According to Bayle the company sells the concept of “companion stories,” and the power of mirroring brand messaging across channels. A 30-second TV spot can easily be ported across to its mobile properties too, for example, without cannibalizing existing TV ad spend, he suggested.
“It’s about making them understand why mobile is complementary. We think the cross-platform approach is a lubricant for clients to understand mobile. What often trips up planners and creatives is understanding how they can be successful in the mobile environment.”
As a result, the major challenge around selling mobile is still educating clients, Bayle suggested, while keeping pace itself. The speed of evolution in the market means even the most versed advertisers need to be updated on a regular basis, he said. “We find during a lot of the conversations we have, we’re not really selling; we’re educating, evangelizing, and encouraging.”
ESPN’s mobile portfolio includes numerous iPhone and iPad apps, such as its fantasy sports games, a range of college sports properties, mobile and tablet websites, and its popular ScoreCenter application. Cable subscribers can even watch live content via their mobile devices through its ESPN Watch app.
Though most of its mobile sponsorships are still sold on a package basis alongside Web and TV media, the company’s had particular success in mobile with particular verticals. Movie studios, for example, frequently find value in integrations on a Thursday or Friday to promote that week’s new releases ahead of the weekend. Other big mobile spenders include CPG and QSR, financial and auto advertisers to date.
Bayle said he remains confident in the potential of display in the mobile environment, particularly around rich-media ad units and custom integrations but added that ESPN sees a range of opportunities that are yet to be exploited, particularly around commerce.
“I think you’ll see an explosion of advertising through commerce models, just because the mobile device is, by its nature, that much closer to the wallet.

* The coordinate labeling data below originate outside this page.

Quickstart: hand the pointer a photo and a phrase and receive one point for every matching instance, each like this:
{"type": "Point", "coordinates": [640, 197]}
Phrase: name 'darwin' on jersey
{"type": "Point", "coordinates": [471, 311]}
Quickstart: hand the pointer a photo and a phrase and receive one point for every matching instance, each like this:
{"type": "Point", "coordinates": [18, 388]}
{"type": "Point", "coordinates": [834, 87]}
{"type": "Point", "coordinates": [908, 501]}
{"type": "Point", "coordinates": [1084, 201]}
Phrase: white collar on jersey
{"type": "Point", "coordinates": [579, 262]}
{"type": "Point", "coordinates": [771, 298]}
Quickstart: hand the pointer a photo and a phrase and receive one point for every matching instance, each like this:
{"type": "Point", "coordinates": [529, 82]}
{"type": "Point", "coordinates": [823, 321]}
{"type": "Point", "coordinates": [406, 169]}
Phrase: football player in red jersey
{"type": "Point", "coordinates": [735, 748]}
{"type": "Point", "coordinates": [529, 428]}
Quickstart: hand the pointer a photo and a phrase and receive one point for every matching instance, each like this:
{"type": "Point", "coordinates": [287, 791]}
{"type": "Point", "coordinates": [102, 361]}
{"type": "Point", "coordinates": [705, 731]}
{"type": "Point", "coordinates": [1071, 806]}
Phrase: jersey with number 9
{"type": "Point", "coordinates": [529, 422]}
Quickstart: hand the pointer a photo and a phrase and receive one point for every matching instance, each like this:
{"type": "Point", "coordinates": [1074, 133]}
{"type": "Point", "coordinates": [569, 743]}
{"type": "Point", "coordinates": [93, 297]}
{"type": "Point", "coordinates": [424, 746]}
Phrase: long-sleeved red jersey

It’s a transactional engine. A lot of our customers are excited by the prospect of using mobile not just to build their brand, but to help close the loop as well.”
The company already has a partnership with StubHub, for example, and drives traffic to the ticket marketplace from within its apps in return for a commission. That content and commerce approach appears to follow an emerging trend around tablets and smartphones, as digital publishers experiment with new revenue streams beyond just advertising, and take advantage of the new behaviors users of those devices display. Research has repeatedly suggested that tablet and smartphone users show a high propensity to purchase from their devices, for example.
Bayle appears well aware of incremental revenue opportunities that type of arrangement could present. “We’ll do it with other partners in 2012,” he said.